A longitudinal model linking absolute lymphocyte count (ALC) and volume of T2 lesions to expanded disability status scale (EDSS) in patients with relapsing-remitting multiple sclerosis (RRMS)
Ana M Novakovic (1), Sebastian Ueckert (1), Alain Munafo (2), Mats O Karlsson (1)
(1) Department of Pharmaceutical Biosciences, Uppsala University, Uppsala, Sweden (2) Merck Institute for Pharmacometrics, Lausanne, Switzerland
Objectives: Treatment of patients with MS and development of new therapies have been challenging due to the complexity of the disease, its slow progression, and the limited sensitivity of available clinical assessment outcomes. The utility and pressing need for biomarkers in MS has been extensively demonstrated, but so far no single endpoint/biomarker has fulfilled all the requirements [1]. The aim of this analysis was to establish the relationship between three clinical markers: ALC, a marker of the pharmacological effect of cladribine tablets; total volume of T2 lesions, an MRI (Magnetic Resonance Imaging) readout representing the burden of disease and EDSS, a long-term marker of disease progression.

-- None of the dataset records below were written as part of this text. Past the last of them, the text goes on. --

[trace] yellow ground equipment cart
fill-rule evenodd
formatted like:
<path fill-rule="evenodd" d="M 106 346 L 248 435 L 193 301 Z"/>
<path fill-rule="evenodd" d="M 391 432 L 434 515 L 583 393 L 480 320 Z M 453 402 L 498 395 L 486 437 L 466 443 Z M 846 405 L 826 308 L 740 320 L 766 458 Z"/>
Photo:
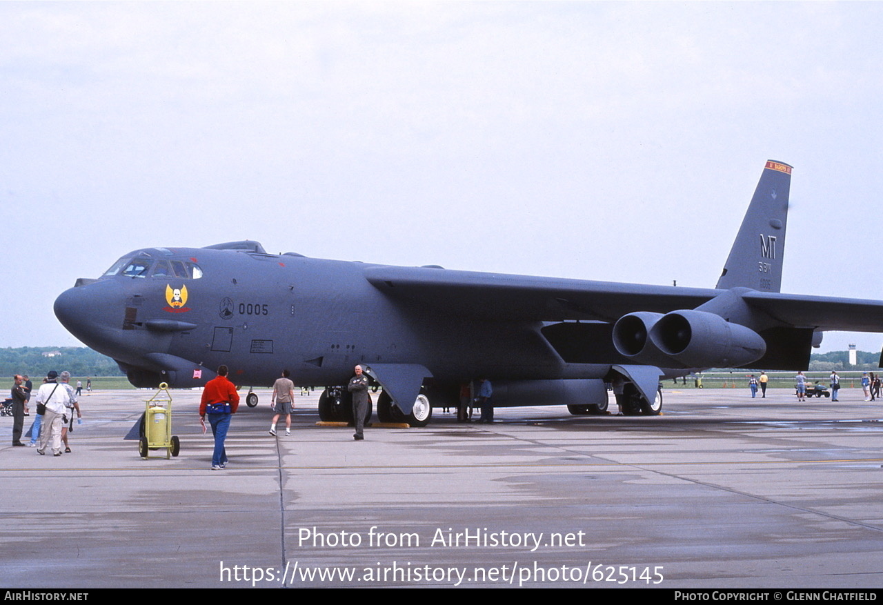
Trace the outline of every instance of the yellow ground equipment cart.
<path fill-rule="evenodd" d="M 151 450 L 165 450 L 166 459 L 177 456 L 181 442 L 171 434 L 171 395 L 169 385 L 160 384 L 159 390 L 147 399 L 144 412 L 144 435 L 138 442 L 138 453 L 147 458 Z"/>

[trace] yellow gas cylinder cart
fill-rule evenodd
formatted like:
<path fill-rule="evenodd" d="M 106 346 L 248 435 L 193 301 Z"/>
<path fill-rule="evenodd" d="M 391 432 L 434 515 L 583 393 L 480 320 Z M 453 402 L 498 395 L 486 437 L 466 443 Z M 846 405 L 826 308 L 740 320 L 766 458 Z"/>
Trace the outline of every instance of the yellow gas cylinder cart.
<path fill-rule="evenodd" d="M 166 459 L 177 456 L 181 442 L 171 434 L 171 395 L 169 385 L 160 384 L 159 389 L 146 402 L 144 435 L 138 442 L 138 453 L 147 458 L 151 450 L 165 450 Z"/>

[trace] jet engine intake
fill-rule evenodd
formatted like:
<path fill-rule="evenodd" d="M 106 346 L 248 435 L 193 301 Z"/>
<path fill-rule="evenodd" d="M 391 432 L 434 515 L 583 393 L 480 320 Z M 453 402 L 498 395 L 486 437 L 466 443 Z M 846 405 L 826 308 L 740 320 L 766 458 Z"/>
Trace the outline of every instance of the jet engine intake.
<path fill-rule="evenodd" d="M 683 367 L 738 367 L 766 352 L 757 332 L 706 311 L 666 314 L 651 329 L 650 340 Z"/>
<path fill-rule="evenodd" d="M 668 367 L 668 355 L 650 339 L 650 331 L 661 318 L 660 313 L 646 311 L 623 315 L 613 327 L 613 345 L 638 363 Z"/>

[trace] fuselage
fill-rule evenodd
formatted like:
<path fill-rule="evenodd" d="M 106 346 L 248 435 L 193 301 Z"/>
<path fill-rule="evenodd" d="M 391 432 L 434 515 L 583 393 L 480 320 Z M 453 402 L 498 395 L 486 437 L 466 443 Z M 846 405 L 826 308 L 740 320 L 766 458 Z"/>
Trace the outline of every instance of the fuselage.
<path fill-rule="evenodd" d="M 566 363 L 539 321 L 470 320 L 391 300 L 361 262 L 255 250 L 149 248 L 80 280 L 59 321 L 137 386 L 204 384 L 221 364 L 238 384 L 344 384 L 355 364 L 419 362 L 439 381 L 599 378 Z M 427 269 L 444 271 L 444 269 Z"/>

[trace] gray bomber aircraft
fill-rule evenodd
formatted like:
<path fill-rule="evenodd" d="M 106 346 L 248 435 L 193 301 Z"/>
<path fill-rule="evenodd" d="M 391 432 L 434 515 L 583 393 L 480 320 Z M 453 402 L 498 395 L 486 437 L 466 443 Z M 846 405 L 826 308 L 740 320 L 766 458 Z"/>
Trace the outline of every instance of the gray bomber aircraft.
<path fill-rule="evenodd" d="M 287 367 L 325 387 L 323 420 L 351 418 L 343 385 L 357 363 L 383 387 L 381 420 L 423 426 L 479 378 L 494 406 L 589 414 L 621 375 L 626 412 L 658 414 L 662 377 L 805 369 L 824 330 L 883 331 L 883 302 L 780 292 L 790 180 L 791 166 L 766 163 L 714 289 L 326 261 L 242 241 L 136 250 L 79 279 L 55 313 L 137 387 L 200 386 L 220 364 L 238 384 L 270 385 Z"/>

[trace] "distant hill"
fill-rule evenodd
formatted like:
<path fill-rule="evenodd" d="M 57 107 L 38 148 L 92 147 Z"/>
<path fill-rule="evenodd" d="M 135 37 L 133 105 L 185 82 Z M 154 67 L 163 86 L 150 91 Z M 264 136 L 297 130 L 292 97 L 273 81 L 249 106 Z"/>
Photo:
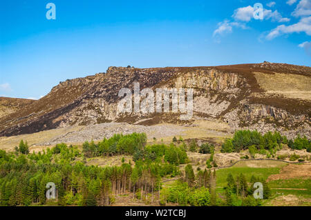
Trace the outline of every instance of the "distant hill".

Methods: The analysis included ALC, total T2 volume and EDSS data from two phase III trials investigating the efficacy of cladribine tablets in 1319 patients with RRMS [2, 3]. A biomarker-driven model for EDSS was developed using IRT (Item Response Theory) methodology by linking ALC and total T2 volume to the latent IRT disability of EDSS. A sequential modeling approach was applied in the analysis [4].
Results: Inclusion of total T2 volume as mediator of IRT latent disability improved the EDSS model fit in presence of the relative change from baseline ALC (DALC) (p<0.001). However, DALC remains the single most predictive variable for EDSS time-course (p<0.001), the higher the reduction in ALC, the lower the increase in EDSS. The final IRT model allowed adequate description of EDSS data on both the item and total score level.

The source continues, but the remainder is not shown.